Dépositaire du vrai, cloaque d’incertitude

Et d’erreur, gloire et rebut de l’univers,

Qui démêlera cet embrouillement ?

Pascal

La recherche que je voudrais partager avec vous aujourd’hui, à la demande des organisateurs de ce colloque, n’est pas une recherche savante. Ma pratique de clinicienne, tant auprès des enfants et des parents que je rencontre en consultation qu’auprès des équipes sociales et éducatives que j’accompagne, me confronte avec eux très régulièrement à la violence agie, subie ou retournée contre soi. Maltraitances intra-familiales, violences conjugales, enfants tyranniques, délinquants ou suicidaires, les figures de la destruction sont multiples et ouvrent parfois sur l’horreur, l’impensable.

Pourtant, tenter d’être présents auprès de ceux qui vivent ou agissent cette destructivité suppose, impose de pouvoir en comprendre quelque chose. Dans nos professions, la question du sens est centrale, vitale, à la fois pour espérer soutenir les mouvements de reconstruction, de restauration toujours présents dans les soubassements de l’agir violent et pour tenter, également, d’endiguer l’aspiration violente dans laquelle les interventions soignantes pourraient elles-mêmes se trouver prises dans cette confrontation.

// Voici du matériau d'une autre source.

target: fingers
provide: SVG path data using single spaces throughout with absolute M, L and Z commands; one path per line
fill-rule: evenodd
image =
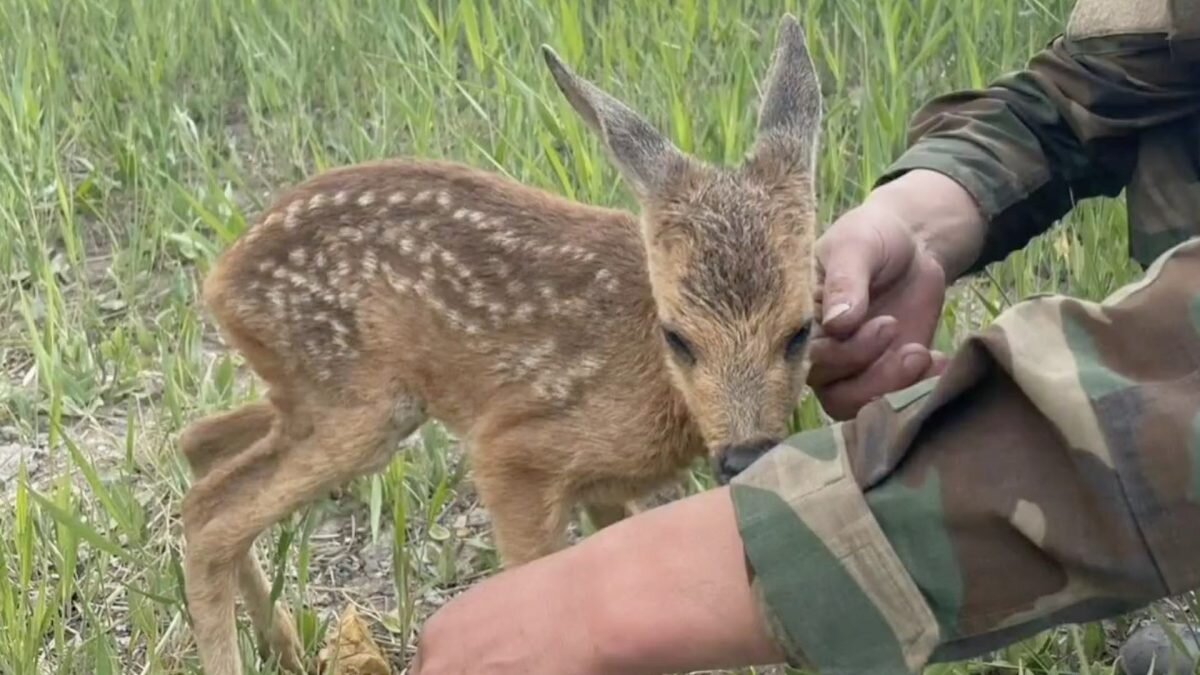
M 836 223 L 817 244 L 821 270 L 821 324 L 836 338 L 850 335 L 866 317 L 871 280 L 883 264 L 878 237 L 868 237 L 863 228 Z
M 815 338 L 809 347 L 812 366 L 809 384 L 822 387 L 836 380 L 866 370 L 895 339 L 899 322 L 892 316 L 869 319 L 847 340 L 824 335 Z
M 944 368 L 944 356 L 935 356 L 923 345 L 912 342 L 886 352 L 854 377 L 815 387 L 814 390 L 829 417 L 846 420 L 872 400 L 911 387 Z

Cela pour vous dire que le point de vue que je vais exposer ici s’est construit sous la pression d’un quotidien peuplé d’histoires familiales quelquefois particulièrement dramatiques et traumatiques, me convoquant à chercher avec mes collègues, au sein d’un travail pluridisciplinaire *, dans la confrontation de nos compréhensions et savoirs, dans l’appui sur la littérature et les recherches conduites par d’autres, de quoi pouvoir soutenir une présence professionnelle auprès de personnes inscrites dans des contextes violents ou aider les travailleurs sociaux et les soignants missionnés pour les accompagner à pouvoir tenir leur place sans être eux-mêmes trop détruits par ces rencontres.

Enfin, bien sûr, la question de la violence, inscrite dans la vie et dans l’homme, est trop centrale pour ne concerner que le professionnel. En tant que personne, en tant que parent et en tant que citoyen, la violence m’affecte. La vie quotidienne, avec son flot d’expériences relationnelles directes, comme son lot d’images venues du monde entier, réintroduit sans cesse l’énigme du Mal, tapi en chacun de nous, explosant ça et là en figures monstrueuses, avec comme cortège le terrible  » pourquoi ? « . Cela pour dire que la question de la violence est pour moi une question tout à la fois personnelle et collective, et une question spécifiquement humaine.

Pourquoi spécifiquement humaine ? On va parler bien sûr de la violence des éléments dans une tempête ou une éruption volcanique pour traduire la force des manifestations physiques de la nature. On parle aussi couramment de sauvagerie ou d’animalité pour qualifier certains actes violents commis par l’homme. Mais si l’on veut bien regarder avec un peu de distance, ce qui paraît le propre de l’homme, du côté de la violence, c’est la diversité des formes qu’il peut inventer pour la déployer et l’éventuelle sophistication des moyens utilisés. Il y a bien là un excès qu’aucune autre espèce n’a développé, excès pouvant conduire l’homme à s’autodétruire comme à détruire ses semblables ou son environnement qui va bien au-delà des turbulences du monde physique ou des comportements permettant au monde animal d’assurer sa survie par la quête de sa nourriture ou la défense de son territoire. Ce qui peut donc nous intéresser ici, c’est en quoi la violence nous parle de l’homme et de la condition humaine.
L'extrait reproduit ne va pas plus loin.